Confindustria: ''Ripresa vigorosa ma l'Italia fatica a tenere il passo''
Roma, 26 gen. (Adnkronos) - L'Italia non tiene il passo con la ripresa globale: fatica ad andare oltre l'1% nella velocità del Pil. E' quanto afferma il Centro studi di Confindustria nella sua analisi mensile.
In particolare, la produzione industriale è invariata in dicembre (-0,3% nel 4° trimestre, stime Csc; +1,1% in novembre) ed è del 17,8% sotto i livelli pre-crisi, sottolinea il Centro studi di Viale dell'Astronomia che rileva come l'economia mondiale invece parta di slancio nel 2011, grazie all'accelerazione di fine 2010 superiore alle stime.
Il Csc sottolinea che ''la ripresa globale è tornata vigorosa. Con la buona performance di fine 2010 e i progressi negli indici anticipatori, il 2011 si presenta come l'anno della stabilizzazione delle aspettative e della riduzione dell'incertezza. Ciò sta facendo ripartire il ciclo degli investimenti nelle economie avanzate più dinamiche (Usa, Germania), favoriti dal costo del capitale in riduzione con i rialzi delle Borse e dal maggior utilizzo degli impianti. Ne beneficeranno - prosege il Centro studi - occupazione (per ora ancora debole, tranne la tedesca) e consumi (vivaci già gli americani); la crescita così si consolida''.
Il percorso rimane, però, accidentato dalla crisi dei debiti pubblici, dalle oscillazioni valutarie e dai rincari delle materie prime, che si traducono in tensioni inflazionistiche (ma al netto di energia e alimentari i prezzi al consumo sono quasi fermi).

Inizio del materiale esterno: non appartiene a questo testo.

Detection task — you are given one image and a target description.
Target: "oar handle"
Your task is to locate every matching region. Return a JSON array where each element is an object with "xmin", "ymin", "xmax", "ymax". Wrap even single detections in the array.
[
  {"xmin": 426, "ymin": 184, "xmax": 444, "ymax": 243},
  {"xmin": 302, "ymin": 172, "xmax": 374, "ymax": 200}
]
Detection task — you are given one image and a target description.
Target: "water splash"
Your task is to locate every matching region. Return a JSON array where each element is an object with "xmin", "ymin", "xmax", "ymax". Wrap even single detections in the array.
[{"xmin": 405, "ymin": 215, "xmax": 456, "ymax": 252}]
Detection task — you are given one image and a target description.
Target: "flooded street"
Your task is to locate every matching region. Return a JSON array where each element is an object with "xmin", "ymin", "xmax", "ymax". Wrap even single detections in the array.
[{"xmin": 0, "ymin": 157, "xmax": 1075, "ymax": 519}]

I ritmi di crescita, rileva il Csc, restano molto differenziati: surriscaldati negli emergenti, soprattutto in Asia; elevati in Usa e Germania; deboli in molti paesi dell'eurozona. ''L'Italia fatica ad andare oltre l'1% nella velocità del Pil; la prima metà di quest'anno si intravede migliore, con l'export - si legge nell'analisi congiunturale - che trarrà vantaggio dal rilancio dell'Est Europa e del Medio Oriente. Le quotazioni record delle commodity, destinate a salire ancora, comprimono margini aziendali e potere d'acquisto delle famiglie, agendo da freno alla domanda; il petrolio a 100 dollari al barile sottrae quasi lo 0,3% all'aumento del Pil italiano quest'anno. Nella stessa direzione agisce l'incremento dei tassi a lunga che riflette lo scenario più propizio''. Questi effetti restrittivi dovrebbero ''tranquillizzare le Banche centrali; invece, la Bce appare ansiosa di dimostrare il suo rigore monetario, nonostante l'alta disoccupazione terrà bassa la dinamica del costo del lavoro''. Nei mercati valutari le forze continuano a controbilanciarsi: più crescita e minor deficit estero a beneficio del dollaro; l'allentamento delle tensioni sui debiti pubblici è pro-euro.